My application:
- STEP1: fetches BQ job_id pulished to a pubsusb topic.
- STEP2: checks if the job.state is DONE or not (most times its’s already DONE!)
- STEP3: if the job is finished, fetches the query results (60K rows x50 columns, all floating digits)
- STEP4: processes query result data and uploads to Google Analytics (via Data Import API)
Locally on my PC all works fine. However, when running on AppEngine Flexi environment (Python3 and using CLinet Libraries) I’m having problems on Step3 fetching the query results.

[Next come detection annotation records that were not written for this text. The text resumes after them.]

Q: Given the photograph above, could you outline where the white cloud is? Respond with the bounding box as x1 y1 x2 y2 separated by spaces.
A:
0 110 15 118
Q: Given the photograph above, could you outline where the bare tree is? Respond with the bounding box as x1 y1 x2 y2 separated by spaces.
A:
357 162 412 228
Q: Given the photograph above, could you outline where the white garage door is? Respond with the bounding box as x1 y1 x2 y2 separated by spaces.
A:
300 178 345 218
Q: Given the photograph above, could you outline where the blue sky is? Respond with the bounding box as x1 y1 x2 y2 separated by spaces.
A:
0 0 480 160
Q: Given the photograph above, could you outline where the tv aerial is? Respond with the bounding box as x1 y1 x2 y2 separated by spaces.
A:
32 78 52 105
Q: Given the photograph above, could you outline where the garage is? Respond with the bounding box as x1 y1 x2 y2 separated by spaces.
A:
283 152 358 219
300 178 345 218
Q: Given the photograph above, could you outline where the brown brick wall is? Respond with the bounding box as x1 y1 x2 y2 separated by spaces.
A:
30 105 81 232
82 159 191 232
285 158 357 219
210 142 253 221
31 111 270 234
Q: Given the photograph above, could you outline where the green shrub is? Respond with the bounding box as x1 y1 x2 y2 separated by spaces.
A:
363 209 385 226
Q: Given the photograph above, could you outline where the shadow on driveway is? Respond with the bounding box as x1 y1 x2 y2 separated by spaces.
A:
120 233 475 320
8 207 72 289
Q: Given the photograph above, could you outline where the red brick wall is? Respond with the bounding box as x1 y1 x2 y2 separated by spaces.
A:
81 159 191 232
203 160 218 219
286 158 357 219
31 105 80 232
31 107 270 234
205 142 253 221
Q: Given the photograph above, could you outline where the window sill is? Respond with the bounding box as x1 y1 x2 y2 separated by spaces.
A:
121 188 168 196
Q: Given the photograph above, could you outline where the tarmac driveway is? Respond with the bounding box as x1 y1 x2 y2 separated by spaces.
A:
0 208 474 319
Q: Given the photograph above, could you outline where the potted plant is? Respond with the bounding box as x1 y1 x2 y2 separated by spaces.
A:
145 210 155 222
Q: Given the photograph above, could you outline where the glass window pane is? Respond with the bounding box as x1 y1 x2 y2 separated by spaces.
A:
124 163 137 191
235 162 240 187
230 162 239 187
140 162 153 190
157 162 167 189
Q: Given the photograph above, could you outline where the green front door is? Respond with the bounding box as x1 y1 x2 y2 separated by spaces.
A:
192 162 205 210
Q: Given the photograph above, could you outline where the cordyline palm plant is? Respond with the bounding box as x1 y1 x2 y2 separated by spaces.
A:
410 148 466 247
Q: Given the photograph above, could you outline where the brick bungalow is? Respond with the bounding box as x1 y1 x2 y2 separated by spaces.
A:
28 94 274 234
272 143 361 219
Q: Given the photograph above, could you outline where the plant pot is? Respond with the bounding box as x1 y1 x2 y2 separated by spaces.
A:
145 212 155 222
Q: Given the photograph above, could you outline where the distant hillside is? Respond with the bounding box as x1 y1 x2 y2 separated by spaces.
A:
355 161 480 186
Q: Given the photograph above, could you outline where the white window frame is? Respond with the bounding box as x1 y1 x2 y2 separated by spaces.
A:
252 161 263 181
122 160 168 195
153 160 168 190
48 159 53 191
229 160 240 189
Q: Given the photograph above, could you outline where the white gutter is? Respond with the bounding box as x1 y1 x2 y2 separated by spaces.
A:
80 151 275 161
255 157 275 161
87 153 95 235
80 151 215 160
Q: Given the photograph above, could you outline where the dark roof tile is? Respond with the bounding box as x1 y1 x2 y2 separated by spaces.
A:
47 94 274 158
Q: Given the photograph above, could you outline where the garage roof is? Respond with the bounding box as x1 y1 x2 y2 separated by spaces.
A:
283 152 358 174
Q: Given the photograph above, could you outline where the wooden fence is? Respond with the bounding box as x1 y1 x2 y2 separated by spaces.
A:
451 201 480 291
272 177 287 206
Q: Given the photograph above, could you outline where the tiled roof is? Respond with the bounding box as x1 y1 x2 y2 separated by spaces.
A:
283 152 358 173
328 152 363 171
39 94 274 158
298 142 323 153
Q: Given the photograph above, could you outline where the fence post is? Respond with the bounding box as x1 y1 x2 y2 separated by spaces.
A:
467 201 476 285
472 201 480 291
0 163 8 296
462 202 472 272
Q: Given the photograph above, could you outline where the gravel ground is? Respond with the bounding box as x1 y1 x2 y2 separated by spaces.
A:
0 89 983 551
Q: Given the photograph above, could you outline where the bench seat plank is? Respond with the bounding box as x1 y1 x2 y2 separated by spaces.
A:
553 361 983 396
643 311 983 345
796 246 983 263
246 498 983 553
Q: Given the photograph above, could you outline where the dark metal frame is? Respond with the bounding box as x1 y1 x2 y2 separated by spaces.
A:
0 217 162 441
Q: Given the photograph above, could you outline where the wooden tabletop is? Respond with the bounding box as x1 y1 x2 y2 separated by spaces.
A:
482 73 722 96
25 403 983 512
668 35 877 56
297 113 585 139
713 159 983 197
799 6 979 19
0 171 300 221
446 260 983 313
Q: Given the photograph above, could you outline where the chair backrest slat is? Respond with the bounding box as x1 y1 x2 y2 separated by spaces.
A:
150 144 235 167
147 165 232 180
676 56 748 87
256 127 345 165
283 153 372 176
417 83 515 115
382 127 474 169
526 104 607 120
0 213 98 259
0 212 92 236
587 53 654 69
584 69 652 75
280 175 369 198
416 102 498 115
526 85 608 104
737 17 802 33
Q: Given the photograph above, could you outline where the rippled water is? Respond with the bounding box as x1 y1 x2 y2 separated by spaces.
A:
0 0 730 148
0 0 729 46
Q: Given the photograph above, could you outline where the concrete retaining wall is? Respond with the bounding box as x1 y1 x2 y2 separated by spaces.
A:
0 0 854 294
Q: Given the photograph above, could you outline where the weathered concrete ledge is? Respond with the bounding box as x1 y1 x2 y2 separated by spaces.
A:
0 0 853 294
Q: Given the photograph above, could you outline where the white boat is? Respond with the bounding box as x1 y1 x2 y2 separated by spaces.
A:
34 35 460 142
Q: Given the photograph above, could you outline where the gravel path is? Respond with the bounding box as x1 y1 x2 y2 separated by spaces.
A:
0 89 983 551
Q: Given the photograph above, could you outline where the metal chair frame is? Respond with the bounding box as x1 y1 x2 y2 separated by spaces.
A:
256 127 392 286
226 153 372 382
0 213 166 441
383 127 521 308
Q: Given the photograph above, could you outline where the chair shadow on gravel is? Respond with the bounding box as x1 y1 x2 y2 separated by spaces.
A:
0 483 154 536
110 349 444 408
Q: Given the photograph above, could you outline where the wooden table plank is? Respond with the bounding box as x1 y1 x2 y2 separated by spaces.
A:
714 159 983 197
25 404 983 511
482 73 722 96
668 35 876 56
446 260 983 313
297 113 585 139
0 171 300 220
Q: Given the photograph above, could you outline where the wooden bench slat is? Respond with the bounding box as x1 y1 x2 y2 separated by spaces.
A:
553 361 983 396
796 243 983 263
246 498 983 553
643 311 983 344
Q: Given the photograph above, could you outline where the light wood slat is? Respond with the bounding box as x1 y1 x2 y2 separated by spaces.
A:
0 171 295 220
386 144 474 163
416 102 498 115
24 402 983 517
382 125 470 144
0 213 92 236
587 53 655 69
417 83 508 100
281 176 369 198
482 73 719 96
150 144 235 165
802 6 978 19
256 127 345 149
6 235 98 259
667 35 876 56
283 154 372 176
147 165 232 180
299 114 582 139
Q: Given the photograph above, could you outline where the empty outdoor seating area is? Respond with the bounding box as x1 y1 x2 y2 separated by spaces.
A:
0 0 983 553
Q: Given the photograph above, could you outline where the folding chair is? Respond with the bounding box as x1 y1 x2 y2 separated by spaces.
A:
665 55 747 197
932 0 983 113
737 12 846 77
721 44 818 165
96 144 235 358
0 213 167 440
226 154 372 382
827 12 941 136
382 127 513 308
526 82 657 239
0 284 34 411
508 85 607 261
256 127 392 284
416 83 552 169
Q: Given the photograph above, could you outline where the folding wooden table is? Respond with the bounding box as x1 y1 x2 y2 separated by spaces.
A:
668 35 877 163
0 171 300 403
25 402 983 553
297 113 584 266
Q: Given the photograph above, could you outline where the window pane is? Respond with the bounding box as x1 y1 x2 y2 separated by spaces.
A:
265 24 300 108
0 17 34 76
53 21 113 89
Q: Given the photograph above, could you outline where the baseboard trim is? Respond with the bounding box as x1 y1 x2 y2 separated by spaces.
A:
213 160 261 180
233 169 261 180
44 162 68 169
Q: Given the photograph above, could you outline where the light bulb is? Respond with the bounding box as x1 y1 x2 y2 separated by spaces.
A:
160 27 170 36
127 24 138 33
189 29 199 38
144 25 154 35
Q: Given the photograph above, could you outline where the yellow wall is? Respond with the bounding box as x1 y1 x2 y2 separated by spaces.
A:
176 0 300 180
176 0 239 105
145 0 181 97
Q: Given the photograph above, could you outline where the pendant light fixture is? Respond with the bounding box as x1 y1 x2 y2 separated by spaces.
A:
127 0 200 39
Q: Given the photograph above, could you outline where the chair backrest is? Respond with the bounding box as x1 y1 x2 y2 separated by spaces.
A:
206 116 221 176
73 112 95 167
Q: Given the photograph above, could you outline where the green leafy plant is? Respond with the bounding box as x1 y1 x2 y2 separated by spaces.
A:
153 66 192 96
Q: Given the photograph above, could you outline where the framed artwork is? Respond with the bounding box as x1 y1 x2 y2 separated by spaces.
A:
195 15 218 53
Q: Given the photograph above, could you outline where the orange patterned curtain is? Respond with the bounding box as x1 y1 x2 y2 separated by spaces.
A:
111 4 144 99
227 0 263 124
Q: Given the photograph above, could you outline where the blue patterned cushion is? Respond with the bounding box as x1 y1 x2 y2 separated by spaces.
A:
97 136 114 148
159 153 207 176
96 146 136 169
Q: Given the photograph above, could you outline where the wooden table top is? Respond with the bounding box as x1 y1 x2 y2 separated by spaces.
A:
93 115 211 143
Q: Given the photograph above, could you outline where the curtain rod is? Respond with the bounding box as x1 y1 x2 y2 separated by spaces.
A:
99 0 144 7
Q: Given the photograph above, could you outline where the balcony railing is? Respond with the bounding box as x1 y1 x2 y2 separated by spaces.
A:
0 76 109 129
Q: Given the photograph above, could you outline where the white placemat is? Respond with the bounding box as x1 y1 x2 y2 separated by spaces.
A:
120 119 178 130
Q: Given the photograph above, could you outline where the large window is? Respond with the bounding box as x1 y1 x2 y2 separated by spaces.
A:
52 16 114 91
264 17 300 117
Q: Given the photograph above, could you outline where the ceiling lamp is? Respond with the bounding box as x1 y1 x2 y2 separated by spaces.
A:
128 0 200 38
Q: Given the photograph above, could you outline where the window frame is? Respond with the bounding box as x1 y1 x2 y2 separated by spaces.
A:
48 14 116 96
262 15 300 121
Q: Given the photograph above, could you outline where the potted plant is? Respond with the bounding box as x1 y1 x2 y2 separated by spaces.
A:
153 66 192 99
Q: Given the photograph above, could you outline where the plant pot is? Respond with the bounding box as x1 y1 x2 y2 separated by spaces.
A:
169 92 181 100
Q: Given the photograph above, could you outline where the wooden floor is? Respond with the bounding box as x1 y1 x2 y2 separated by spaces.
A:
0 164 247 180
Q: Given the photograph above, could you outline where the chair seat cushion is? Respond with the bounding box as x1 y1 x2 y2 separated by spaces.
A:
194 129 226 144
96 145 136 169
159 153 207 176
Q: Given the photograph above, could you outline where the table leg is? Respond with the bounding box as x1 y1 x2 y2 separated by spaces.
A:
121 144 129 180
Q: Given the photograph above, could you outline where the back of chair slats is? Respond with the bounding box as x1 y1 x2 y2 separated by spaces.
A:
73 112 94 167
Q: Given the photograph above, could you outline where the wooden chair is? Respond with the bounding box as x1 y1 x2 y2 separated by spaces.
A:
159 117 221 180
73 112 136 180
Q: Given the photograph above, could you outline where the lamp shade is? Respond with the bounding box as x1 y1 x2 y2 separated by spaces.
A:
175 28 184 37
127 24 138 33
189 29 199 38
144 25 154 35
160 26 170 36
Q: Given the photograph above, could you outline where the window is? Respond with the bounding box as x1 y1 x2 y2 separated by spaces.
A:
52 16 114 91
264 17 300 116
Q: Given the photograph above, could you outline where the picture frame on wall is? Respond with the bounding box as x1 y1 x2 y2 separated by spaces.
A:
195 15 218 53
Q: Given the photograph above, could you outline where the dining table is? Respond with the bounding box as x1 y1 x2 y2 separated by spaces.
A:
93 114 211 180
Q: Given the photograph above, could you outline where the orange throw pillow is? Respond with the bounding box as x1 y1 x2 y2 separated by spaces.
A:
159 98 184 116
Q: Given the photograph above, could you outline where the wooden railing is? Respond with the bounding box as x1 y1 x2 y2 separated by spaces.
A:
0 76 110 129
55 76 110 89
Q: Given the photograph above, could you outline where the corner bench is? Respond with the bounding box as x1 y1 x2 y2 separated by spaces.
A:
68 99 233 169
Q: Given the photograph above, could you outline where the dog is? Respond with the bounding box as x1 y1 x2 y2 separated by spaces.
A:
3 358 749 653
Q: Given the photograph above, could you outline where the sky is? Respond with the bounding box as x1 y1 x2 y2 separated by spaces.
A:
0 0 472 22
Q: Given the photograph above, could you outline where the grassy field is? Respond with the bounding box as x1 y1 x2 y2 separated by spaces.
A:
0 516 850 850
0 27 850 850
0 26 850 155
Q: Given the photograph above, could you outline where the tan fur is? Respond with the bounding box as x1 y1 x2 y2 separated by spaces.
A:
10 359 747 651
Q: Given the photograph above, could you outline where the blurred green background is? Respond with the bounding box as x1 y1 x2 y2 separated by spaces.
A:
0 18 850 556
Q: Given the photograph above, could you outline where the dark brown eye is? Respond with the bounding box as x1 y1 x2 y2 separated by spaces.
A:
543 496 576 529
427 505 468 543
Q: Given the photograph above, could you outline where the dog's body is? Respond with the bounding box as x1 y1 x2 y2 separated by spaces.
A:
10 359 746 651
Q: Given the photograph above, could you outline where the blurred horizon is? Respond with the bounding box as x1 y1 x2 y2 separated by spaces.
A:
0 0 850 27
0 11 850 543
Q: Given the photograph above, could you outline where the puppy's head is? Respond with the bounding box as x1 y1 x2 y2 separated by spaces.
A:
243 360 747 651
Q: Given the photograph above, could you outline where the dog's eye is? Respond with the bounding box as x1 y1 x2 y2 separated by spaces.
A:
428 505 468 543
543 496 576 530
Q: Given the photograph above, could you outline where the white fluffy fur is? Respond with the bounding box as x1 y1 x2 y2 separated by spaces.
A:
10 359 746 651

I tried 3 ways and from logs I can see it’s these steps where the application gets stuck and returns 502 BAD Gateway:
ver1:
df = job.to_dataframe() //STUCK here
ver2:
result = job.result() // SUCCESS
rows = list(result) //STUCK here
ver3:
`schema = [r.name for r in result.schema] // SUCCESS
`print("schema fetched: ",schema) // SUCCESS
`pages = [page for page in result.pages] //STUCK here
`print("pages fetched: ",len(pages))
Stackdriver gives following logs:
[error] 32#32: *7316 upstream prematurely closed connection while reading response header from upstream, client: 216.XX.YY.ZZ, server: , request: "GET /ml_models/dev_poll_results/ HTTP/1.1", upstream: "http://172.17.0.1:8080/ml_models/dev_poll_results/", host: "serato-big-query.appspot.com"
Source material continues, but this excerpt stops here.